Draghi has repeatedly called governments to do more, but his words have fallen on deaf ears. Perhaps Christine Lagarde – who succeeds him in November – may use her political skills and ignite a change of heart by the German government.

Yet the change needs to come from within.

Merkel – which has flip-flopped on several issues in the past – may follow her baby steps with a bold change. However, the ever-cautious veteran leader seems reluctant to move. However, it may take more than a change in Frankfurt but also a change in Berlin – a new government – to undertake such a change.

AKK may abandon her current rhetoric if she inherits the chancellory from Merkel and has fresh political capital to spend. A new leader for the beaten center-left SPD may wish to differentiate the party from the CDU and alter the thinking in Berlin.
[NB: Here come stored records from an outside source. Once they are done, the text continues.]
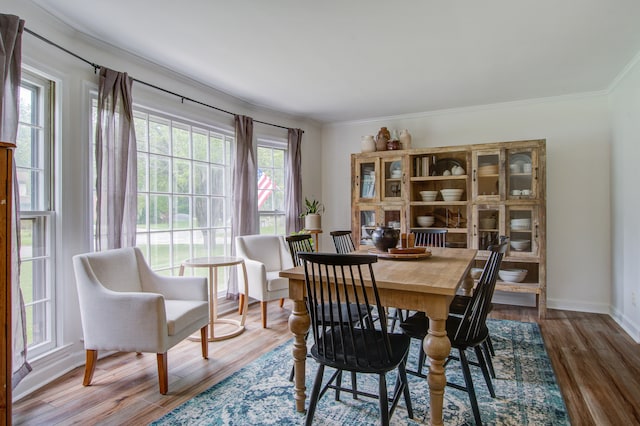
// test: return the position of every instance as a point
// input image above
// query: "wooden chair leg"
(240, 304)
(90, 366)
(163, 376)
(263, 308)
(204, 341)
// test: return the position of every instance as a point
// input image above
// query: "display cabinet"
(476, 192)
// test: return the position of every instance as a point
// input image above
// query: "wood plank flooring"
(597, 366)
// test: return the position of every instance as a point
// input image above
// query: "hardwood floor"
(597, 366)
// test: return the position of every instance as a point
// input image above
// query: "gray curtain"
(293, 181)
(245, 190)
(11, 28)
(116, 163)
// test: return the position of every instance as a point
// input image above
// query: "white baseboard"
(627, 324)
(48, 368)
(580, 306)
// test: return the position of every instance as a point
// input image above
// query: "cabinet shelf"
(435, 178)
(490, 179)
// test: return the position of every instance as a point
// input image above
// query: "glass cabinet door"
(522, 172)
(367, 179)
(486, 175)
(393, 217)
(367, 220)
(487, 225)
(393, 177)
(522, 224)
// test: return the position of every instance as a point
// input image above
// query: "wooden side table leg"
(437, 347)
(213, 299)
(299, 324)
(245, 303)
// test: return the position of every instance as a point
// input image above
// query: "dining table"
(425, 284)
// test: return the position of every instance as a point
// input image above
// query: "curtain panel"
(293, 181)
(11, 29)
(245, 190)
(116, 163)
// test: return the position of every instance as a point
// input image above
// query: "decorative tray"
(401, 255)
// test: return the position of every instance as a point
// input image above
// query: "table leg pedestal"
(299, 325)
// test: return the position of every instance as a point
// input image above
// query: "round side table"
(213, 263)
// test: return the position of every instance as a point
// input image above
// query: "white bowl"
(475, 273)
(512, 275)
(428, 195)
(425, 221)
(520, 245)
(488, 223)
(451, 194)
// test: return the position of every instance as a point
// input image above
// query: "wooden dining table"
(428, 284)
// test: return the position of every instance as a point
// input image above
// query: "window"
(184, 195)
(35, 180)
(271, 187)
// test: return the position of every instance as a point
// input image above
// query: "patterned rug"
(260, 393)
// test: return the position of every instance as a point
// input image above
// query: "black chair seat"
(364, 360)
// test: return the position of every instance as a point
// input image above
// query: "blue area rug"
(260, 393)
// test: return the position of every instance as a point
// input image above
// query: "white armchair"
(127, 307)
(265, 256)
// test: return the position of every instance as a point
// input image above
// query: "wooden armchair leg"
(163, 376)
(240, 303)
(90, 366)
(263, 308)
(204, 341)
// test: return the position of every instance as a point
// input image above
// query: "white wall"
(625, 199)
(578, 179)
(74, 81)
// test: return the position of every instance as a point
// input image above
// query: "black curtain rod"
(183, 98)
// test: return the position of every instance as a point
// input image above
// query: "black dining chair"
(430, 237)
(422, 238)
(350, 344)
(299, 243)
(343, 242)
(469, 330)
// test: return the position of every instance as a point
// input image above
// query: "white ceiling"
(337, 60)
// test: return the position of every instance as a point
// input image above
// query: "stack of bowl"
(520, 245)
(521, 224)
(512, 275)
(451, 194)
(488, 169)
(428, 195)
(487, 223)
(425, 221)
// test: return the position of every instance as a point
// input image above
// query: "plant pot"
(312, 222)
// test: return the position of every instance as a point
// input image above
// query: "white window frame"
(277, 216)
(42, 219)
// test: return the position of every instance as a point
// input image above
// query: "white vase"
(405, 139)
(312, 222)
(368, 144)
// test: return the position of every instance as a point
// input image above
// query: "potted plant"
(313, 209)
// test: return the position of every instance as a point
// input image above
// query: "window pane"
(159, 135)
(142, 135)
(200, 144)
(159, 212)
(159, 246)
(200, 171)
(159, 173)
(217, 212)
(181, 213)
(201, 212)
(181, 176)
(217, 149)
(181, 141)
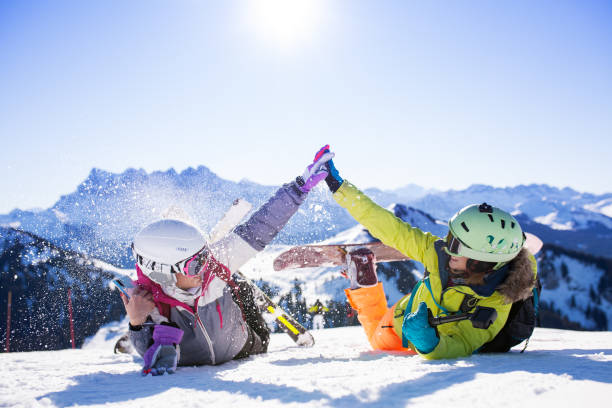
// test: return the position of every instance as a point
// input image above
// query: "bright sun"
(285, 23)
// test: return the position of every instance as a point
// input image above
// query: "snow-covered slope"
(559, 369)
(563, 209)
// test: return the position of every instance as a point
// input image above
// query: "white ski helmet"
(161, 247)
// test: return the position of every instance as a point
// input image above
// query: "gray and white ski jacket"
(214, 328)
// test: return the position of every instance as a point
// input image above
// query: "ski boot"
(361, 268)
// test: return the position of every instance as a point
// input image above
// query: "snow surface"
(560, 368)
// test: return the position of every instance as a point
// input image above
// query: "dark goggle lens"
(453, 245)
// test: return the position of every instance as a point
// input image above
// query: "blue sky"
(440, 94)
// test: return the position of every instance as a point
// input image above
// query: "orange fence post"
(71, 321)
(8, 322)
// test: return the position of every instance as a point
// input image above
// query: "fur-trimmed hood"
(521, 279)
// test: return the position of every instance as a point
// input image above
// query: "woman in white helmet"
(187, 308)
(481, 263)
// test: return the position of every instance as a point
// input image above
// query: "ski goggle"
(197, 264)
(163, 273)
(454, 247)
The Green Party – which polled very well in the European elections – may convince Germans to spend money on the climate emergency. Or perhaps a government influenced by the extreme-right AfD may adopt populist policies.

If and when any of these scenarios happen and Germany begins spending, the common currency may begin rising again.

Currently, the elites are stuck in the old export model and the obsession for government surpluses. However, that may change sooner rather than later as economic reality has already begun biting.